The downside... is that just like with Farmers' Markets there is a price for this... local veggies generally tend to cost more than those that are mass-produced and shipped in. But knowing that the local ones tend to be fresher and less "treated" then I am prepared to pay that difference.

In the case of local hot-houses, I'm wondering if the mass-produced far-off corporations really have any credibility with this quoted statement... maybe the BIG mass producers are trying to scare off local competition?

2009 Jul 24
California for example has a number of advantages that we do not. Firstly, the natural growing seasons are _significantly_ longer in California, without the aid of greenhouses. In addition to the differences in heat, there is also far more sunlight which means that photosynthesis is far more efficient. Accordingly, the produce grows faster/larger. The essential principle is that you can get less mass of tomato out of a square meter of Ottawa farmland then you can out of a square meter of Californian. If you need 20% more land for the same amount of product for example, that means that your inputs in terms of fossil fuels will be 20% more on average. The researcher was saying that said hypthetical 20% increase was a larger amount of CO2 emissions then the additional emissions caused by transporting from California.

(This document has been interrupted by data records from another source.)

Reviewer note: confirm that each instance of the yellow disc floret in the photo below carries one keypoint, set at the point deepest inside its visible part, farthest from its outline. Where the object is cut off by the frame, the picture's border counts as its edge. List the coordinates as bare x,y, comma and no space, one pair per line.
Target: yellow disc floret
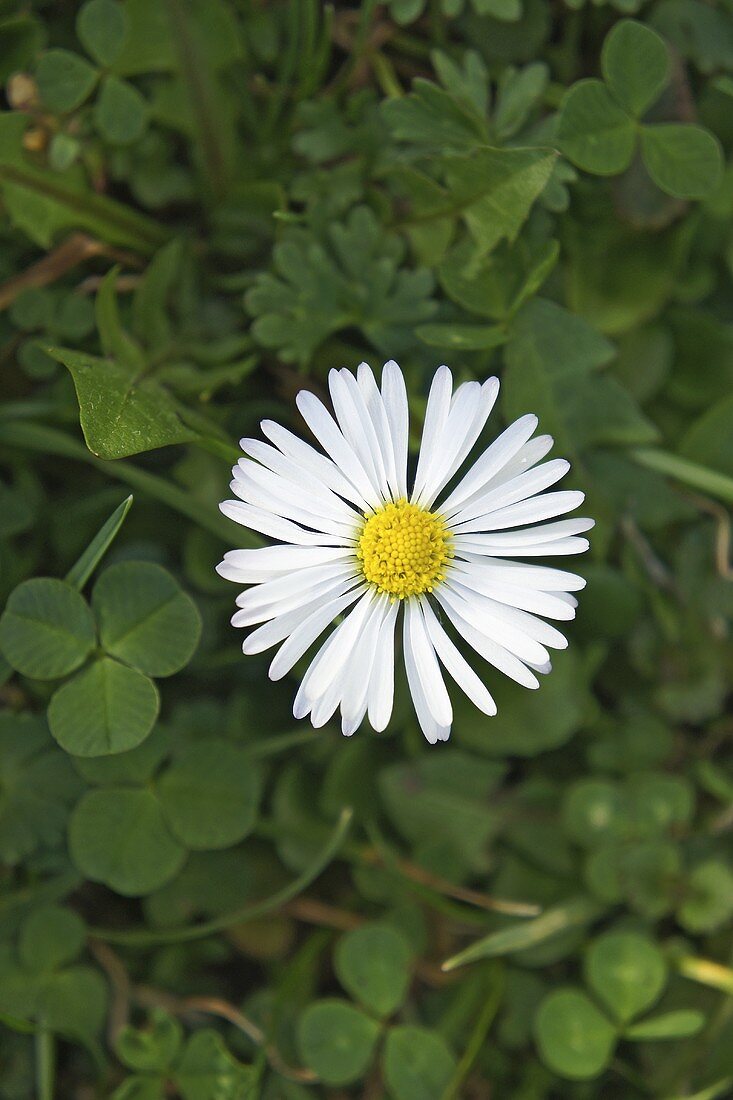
403,549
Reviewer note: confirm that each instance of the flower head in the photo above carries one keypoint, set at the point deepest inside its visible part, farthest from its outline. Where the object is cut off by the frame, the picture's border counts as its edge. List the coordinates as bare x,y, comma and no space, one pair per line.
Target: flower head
356,541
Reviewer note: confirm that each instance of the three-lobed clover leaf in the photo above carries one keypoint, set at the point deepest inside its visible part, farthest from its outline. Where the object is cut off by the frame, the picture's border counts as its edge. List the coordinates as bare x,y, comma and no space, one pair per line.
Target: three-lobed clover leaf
600,124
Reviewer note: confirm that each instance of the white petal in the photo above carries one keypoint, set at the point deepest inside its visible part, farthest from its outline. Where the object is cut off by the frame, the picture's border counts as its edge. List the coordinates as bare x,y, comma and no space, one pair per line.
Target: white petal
469,411
265,563
472,516
354,686
304,635
307,458
381,683
488,648
491,462
456,663
275,527
374,405
515,595
436,415
328,435
394,396
423,668
357,426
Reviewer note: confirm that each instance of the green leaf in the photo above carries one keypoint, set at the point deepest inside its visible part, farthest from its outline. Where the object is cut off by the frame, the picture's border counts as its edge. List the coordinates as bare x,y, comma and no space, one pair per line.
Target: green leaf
593,131
461,337
121,413
575,1038
709,901
494,189
46,629
684,161
102,28
64,79
210,794
120,112
433,119
636,65
518,936
207,1069
145,618
626,971
83,569
373,964
417,1064
39,785
119,836
709,439
153,1048
43,204
679,1024
50,937
551,358
107,707
337,1041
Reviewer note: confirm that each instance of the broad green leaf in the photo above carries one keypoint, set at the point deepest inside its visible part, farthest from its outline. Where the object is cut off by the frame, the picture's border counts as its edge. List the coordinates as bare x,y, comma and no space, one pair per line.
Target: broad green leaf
145,618
83,569
494,189
373,965
102,28
120,112
709,439
210,794
461,337
337,1041
551,356
152,1048
626,971
50,937
575,1038
42,202
417,1064
431,118
39,787
119,836
46,629
682,160
593,131
121,413
678,1024
636,65
107,707
64,79
207,1069
708,902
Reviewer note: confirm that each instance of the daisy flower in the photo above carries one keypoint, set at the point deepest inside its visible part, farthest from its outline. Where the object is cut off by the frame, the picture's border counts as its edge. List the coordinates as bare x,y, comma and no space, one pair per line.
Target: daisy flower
360,541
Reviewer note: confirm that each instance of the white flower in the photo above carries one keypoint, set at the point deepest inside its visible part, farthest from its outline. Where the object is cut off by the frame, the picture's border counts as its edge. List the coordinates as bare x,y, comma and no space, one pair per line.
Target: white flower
356,540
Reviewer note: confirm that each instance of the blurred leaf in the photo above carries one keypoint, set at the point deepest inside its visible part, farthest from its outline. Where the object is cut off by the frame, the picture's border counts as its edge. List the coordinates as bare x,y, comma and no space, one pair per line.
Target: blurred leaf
417,1064
336,1041
626,971
46,629
575,1040
107,707
119,836
373,964
210,793
145,618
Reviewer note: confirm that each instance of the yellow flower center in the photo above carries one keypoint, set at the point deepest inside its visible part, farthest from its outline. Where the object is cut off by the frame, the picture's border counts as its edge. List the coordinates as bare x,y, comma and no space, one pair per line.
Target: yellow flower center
404,549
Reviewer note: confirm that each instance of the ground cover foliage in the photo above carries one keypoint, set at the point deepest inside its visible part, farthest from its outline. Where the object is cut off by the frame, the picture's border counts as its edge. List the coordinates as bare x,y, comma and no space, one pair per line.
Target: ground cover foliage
205,206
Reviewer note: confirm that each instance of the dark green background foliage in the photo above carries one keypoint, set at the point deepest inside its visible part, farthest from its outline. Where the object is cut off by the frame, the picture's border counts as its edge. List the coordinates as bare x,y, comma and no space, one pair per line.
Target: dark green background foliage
205,205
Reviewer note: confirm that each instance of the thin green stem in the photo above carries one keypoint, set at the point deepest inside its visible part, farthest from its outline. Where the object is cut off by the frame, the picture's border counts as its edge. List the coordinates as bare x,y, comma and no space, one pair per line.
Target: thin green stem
45,1064
690,473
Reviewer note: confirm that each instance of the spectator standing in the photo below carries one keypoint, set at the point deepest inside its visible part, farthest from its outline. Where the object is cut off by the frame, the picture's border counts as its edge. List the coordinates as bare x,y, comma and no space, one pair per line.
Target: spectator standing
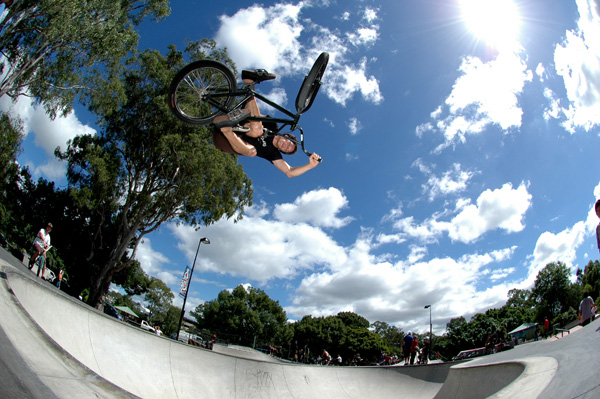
406,348
585,309
414,348
41,244
59,280
597,207
425,351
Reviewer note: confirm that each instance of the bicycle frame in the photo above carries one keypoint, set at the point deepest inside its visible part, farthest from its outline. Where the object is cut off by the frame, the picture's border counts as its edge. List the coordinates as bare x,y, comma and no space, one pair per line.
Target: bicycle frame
247,93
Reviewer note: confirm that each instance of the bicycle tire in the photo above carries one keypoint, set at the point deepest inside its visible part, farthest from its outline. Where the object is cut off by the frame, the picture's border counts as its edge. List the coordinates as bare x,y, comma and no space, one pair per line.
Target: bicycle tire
311,84
189,91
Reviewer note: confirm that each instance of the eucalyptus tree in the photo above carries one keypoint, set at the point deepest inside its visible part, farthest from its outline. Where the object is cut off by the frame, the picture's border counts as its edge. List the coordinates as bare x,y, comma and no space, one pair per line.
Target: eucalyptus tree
57,50
244,315
144,168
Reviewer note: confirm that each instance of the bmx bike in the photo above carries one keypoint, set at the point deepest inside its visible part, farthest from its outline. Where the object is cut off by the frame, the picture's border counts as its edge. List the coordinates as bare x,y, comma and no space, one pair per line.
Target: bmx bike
205,89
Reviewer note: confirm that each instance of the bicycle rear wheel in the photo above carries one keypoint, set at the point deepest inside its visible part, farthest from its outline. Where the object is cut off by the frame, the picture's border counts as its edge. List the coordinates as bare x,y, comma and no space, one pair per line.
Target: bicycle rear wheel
200,92
311,84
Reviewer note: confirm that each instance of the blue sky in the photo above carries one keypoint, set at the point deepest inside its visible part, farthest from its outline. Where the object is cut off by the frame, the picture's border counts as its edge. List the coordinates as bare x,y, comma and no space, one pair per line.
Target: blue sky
460,149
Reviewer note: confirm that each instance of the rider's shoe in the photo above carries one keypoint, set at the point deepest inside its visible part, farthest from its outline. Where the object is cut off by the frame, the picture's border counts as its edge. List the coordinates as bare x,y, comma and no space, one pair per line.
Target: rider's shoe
257,76
231,119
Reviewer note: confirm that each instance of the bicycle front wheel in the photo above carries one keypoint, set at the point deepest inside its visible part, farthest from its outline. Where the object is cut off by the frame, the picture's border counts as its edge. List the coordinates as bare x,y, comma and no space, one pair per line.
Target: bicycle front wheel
311,84
201,91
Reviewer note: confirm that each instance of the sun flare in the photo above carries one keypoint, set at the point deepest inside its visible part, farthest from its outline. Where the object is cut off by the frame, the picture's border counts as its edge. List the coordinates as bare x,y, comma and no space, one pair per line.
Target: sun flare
495,22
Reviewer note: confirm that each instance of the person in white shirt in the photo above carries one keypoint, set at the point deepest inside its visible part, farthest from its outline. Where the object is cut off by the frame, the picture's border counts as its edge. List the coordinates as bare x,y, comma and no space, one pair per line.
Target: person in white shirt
41,244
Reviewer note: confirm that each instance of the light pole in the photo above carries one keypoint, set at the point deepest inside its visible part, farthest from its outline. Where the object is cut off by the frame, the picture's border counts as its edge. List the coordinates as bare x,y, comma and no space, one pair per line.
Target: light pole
202,240
430,333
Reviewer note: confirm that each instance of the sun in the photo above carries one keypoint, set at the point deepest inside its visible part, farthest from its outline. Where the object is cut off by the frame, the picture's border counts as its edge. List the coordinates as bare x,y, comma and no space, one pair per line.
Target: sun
495,22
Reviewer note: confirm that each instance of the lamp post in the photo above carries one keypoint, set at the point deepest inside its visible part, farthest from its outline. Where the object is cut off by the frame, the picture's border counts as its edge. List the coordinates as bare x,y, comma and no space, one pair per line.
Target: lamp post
202,240
430,333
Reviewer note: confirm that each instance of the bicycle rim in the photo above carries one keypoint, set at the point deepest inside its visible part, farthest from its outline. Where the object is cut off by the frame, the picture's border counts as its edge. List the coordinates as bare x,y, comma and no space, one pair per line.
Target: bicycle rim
311,84
199,92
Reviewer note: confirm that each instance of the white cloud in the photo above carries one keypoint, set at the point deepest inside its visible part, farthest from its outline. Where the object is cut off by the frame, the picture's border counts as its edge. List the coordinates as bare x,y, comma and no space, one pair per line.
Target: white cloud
502,208
484,94
354,125
450,182
152,262
262,249
262,37
48,133
317,207
397,292
577,60
552,247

Transportation is also relevant, cheifly in terms of scale. On of the large mono-culture agri-buisnesses will be able to send in bulk to single distribution centres with the maximum efficiency in transportation. If you have dozens of different smaller producers, the distribution costs go up slightly.

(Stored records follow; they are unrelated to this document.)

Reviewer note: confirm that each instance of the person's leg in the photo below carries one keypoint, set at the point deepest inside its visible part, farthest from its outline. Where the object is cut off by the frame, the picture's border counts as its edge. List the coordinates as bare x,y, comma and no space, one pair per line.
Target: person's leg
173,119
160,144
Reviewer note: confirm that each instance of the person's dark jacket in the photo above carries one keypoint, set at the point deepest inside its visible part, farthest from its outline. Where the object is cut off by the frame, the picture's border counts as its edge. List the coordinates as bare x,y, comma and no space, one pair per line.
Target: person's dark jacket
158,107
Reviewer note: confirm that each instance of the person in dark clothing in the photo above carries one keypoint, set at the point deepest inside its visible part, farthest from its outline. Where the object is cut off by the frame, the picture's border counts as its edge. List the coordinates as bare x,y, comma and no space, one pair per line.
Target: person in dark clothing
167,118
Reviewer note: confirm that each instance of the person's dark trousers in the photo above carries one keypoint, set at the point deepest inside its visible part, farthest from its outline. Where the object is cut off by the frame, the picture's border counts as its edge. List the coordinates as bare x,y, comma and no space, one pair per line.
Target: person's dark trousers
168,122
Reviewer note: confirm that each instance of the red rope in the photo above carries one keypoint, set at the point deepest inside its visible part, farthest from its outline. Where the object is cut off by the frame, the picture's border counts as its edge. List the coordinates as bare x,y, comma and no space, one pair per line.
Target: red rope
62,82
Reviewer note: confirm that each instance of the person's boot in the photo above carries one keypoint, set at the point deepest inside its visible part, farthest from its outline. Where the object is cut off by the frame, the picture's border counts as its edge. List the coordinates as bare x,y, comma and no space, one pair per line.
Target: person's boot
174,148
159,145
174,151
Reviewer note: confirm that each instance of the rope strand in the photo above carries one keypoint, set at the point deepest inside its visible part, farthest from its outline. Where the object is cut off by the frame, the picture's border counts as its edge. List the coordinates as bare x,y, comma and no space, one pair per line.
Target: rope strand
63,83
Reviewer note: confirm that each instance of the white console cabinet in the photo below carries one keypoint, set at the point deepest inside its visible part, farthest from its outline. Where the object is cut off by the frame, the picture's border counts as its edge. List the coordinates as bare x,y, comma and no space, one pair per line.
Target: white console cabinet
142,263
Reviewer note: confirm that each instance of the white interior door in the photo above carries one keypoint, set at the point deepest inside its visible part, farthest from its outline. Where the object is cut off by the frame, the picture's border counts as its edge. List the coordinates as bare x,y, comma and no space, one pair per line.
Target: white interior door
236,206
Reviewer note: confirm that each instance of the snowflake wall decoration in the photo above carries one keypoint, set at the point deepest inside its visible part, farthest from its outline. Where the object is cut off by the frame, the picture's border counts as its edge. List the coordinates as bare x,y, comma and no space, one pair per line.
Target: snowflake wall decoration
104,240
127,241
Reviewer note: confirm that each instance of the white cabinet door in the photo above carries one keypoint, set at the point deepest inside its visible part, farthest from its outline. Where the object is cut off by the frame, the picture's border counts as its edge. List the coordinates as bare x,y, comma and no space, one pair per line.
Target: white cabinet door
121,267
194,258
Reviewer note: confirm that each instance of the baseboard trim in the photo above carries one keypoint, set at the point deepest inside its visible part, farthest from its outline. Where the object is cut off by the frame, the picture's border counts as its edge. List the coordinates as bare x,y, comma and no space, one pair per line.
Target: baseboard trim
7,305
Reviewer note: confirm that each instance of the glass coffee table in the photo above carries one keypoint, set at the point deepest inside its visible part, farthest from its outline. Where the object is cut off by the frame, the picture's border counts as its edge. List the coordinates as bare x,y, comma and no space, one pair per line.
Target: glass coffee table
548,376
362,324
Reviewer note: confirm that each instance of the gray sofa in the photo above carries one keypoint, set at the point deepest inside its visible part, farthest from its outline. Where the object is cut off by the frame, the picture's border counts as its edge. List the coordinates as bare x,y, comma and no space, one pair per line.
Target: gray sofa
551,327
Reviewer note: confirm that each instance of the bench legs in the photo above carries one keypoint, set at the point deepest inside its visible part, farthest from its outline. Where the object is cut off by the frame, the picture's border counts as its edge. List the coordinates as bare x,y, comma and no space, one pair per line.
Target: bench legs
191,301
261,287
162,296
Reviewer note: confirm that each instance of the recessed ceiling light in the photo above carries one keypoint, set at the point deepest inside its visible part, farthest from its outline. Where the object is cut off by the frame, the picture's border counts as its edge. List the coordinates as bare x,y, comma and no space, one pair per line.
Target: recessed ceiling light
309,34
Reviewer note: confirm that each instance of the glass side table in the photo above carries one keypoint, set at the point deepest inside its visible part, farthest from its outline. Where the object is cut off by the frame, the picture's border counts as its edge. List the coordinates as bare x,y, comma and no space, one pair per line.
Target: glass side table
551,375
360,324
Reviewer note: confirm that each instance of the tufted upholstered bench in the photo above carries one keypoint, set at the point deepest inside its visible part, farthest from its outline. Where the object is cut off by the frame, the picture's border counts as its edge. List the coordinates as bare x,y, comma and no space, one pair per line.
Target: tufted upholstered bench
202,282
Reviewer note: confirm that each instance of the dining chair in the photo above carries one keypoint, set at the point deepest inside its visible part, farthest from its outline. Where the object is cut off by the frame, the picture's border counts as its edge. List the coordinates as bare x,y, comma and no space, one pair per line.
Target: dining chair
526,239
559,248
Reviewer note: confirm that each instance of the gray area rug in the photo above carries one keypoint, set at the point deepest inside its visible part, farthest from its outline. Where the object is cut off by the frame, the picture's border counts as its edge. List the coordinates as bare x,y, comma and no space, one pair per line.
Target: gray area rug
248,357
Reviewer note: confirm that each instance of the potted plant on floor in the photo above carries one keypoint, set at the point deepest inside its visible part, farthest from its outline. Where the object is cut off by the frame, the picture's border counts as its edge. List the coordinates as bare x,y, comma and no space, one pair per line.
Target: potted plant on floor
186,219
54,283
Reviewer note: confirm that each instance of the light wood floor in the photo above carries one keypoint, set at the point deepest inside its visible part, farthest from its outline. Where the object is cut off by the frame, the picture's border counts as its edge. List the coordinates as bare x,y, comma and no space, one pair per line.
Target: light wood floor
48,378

The big mass producers don't need to try to falsify science, they already have a price advantage due to economies of scale and gmo foods. The science/economics there in the article seem legit to my eyes though it is important to understand that it is a rather limited statement being made. Certain crops, not adapted to local conditions, are less efficient in growing and therefore have a proportionatly larger CO2 footprint which may often be greater then the transportation emissions. Nothing more and nothing less then that.

Local foods are still supporting local jobs, are more likely to be sustainable, are more likely to be lower in pesticides, are not gmo products (though that is a far more complex topic), and are faster from farm to plate. It's just that some fruits and vegetables have higher emissions when grown here relatively.

2009 Jul 24
hi Jagash, i knew (from your profile and previous mentions, i think?) that you're an ecologist, and respectfully defer (and am receptive) to your expertise on all of this.

My initial response to the (substance of the) article itself was sort of "ho hum ... AND?"

The idea that tomatoes grown locally *may* carry a higher environmental footprint than ones grown in California seems not too profound or unexpected, and so i appreciate your own additional commentary / interpretation to help flesh out the dynamics and the limitations of the findings.

2009 Aug 30
www.slate.com did an analysis of it and the energy for transportation is very small compared to the energy for agriculture, especially if you consider foods like beef. I like mangoes and I like sushi, neither would be available without globalization and efficient transportation. But I love gardening too and grow a lot of my own food, especially vegetables and fruits that don't transport or handle well and are therefore not sold commercially.

Did you know a vegan driving a hummer has a smaller carbon footprint than a meat eater driving a prius?

I recently read an article in Time about Obama's Nobel Prize Winning Energy Czar. In the article it mentioned that if we all switched to white roof houses (or I guess a white or reflective covering would do as well) it would be the equivalent energy saving as taking every car off the roads for 11 years!


2009 Aug 30
It depends on where you source your meat, too : Grass fed vs grain fed. Search for my Diet for a Small Planet thread. Grain fed beef has something like 5x the carbon footprint of grass fed.